Seabank Power Station is a 1,140 MW gas-fired power station at Hallen Marsh in Bristol, England. It is situated beside the A403 road and Severn Estuary, just north of Avonmouth and south of Severn Beach, close to the boundary with South Gloucestershire. It is next to the former Terra Nitrogen Severnside fertiliser works, which was closed by Growhow UK in January 2008.

The £435 million plant is run as Seabank Power Ltd. The initial partners in the company were BG Group (former part of British Gas) and Scottish and Southern Energy (SSE), however in 2010 BG Group, as part of its reorganisation sold its 50% share of the plant to Cheung Kong Infrastructure Holdings Limited The company is now owned by Cheung Kong Infrastructure Holdings Limited, and SSE.

It was built by Siemens Power Generation and initially opened in 2000. It was built in two parts, with Seabank 1 (755 MW) started in January 1996 and completed in March 2000. Seabank 2 (385 MW) was started in January 1999 and was completed in January 2001. The station has a number of step up transformers that allow connection to the National Grid high voltage electricity transmission system via the Seabank 400 kV GIS substation. The power plant provides enough electricity for approximately 1.6 million people.

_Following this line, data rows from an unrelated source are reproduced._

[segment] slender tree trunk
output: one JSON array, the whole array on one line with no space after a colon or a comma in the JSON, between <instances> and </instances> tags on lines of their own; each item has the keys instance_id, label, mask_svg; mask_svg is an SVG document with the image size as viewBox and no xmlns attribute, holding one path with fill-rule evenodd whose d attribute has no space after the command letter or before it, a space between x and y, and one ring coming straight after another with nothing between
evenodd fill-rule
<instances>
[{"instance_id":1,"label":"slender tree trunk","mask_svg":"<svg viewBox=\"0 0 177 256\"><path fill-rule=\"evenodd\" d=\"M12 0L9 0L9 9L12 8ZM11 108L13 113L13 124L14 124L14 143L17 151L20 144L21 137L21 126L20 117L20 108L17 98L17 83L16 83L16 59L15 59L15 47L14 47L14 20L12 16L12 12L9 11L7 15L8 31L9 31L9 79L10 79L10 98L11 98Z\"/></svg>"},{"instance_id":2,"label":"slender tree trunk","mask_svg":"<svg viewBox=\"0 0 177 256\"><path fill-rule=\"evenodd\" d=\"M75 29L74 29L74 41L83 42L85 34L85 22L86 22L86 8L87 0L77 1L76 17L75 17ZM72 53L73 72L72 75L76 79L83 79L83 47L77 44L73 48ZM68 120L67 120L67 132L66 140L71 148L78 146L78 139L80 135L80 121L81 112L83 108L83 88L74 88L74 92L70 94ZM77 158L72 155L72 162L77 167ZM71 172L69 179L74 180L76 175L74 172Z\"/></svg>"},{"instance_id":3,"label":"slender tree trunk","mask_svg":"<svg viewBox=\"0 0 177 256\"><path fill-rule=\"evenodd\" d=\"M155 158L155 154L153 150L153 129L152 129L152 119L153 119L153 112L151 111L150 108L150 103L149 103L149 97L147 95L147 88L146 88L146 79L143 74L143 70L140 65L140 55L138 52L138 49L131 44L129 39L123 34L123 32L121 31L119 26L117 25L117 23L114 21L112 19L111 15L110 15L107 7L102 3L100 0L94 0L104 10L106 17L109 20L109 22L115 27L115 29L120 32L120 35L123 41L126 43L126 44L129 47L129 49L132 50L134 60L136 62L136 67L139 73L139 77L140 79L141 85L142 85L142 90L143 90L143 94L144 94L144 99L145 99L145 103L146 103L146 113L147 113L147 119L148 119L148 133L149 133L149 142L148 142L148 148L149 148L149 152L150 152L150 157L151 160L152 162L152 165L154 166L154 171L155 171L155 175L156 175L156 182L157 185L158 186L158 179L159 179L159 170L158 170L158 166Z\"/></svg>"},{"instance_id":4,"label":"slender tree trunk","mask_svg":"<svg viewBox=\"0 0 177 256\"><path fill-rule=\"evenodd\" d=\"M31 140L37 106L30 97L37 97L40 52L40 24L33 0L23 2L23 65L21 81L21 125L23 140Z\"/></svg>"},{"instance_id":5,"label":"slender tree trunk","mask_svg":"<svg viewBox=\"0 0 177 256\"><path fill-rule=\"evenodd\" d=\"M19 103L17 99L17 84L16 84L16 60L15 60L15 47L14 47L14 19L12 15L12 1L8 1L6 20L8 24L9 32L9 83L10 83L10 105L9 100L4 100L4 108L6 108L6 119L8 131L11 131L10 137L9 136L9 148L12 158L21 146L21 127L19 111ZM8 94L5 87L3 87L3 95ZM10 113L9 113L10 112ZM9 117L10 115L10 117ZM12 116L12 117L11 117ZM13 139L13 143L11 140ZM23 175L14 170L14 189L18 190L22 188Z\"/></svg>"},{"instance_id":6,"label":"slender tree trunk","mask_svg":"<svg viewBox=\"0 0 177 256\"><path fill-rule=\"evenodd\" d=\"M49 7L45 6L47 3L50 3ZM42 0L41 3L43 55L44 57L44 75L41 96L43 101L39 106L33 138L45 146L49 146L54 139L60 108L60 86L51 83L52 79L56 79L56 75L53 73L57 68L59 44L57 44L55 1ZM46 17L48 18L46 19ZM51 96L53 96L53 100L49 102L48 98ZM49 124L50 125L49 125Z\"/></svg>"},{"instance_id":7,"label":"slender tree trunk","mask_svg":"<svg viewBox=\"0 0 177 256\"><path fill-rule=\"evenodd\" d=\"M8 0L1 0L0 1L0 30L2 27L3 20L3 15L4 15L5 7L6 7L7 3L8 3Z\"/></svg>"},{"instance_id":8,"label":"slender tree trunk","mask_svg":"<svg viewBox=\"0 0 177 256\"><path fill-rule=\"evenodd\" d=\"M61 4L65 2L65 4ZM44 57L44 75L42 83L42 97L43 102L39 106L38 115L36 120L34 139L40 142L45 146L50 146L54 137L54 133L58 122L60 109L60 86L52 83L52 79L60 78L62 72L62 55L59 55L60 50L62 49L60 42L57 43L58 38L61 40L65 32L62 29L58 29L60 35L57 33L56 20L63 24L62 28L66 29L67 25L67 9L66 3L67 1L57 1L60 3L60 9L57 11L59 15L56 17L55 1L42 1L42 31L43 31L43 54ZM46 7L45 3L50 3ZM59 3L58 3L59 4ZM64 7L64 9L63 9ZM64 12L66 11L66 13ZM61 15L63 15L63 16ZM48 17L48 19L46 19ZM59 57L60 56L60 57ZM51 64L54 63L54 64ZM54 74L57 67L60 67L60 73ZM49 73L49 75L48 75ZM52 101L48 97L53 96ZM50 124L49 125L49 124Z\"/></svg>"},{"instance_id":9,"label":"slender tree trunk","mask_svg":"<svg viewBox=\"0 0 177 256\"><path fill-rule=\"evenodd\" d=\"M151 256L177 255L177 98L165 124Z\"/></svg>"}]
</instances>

Seabank is a combined cycle gas turbine (CCGT) type power station that runs on natural gas. The gas is supplied to the station via the company's own 74-bar 42 in pipeline that runs from a gas compressor station near Abson in Pucklechurch, Bristol through South Gloucestershire to the station. The station can also utilise the local gas connection, that was used to connect the previous Seabank naptha/gas cracking station that occupied the site prior to the power station. The section first built consists of two Siemens V94.3A gas turbines with two heat recovery steam generators (HRSG) and a steam turbine. The next built section consists of one V94.3A gas turbine, an HRSG and a steam turbine. It has a 55% thermal efficiency. The HRSGs were built by Standard Fasel Lentjes (known as SFL and now owned by NEM Energy) and Stork Power Services, both Dutch companies.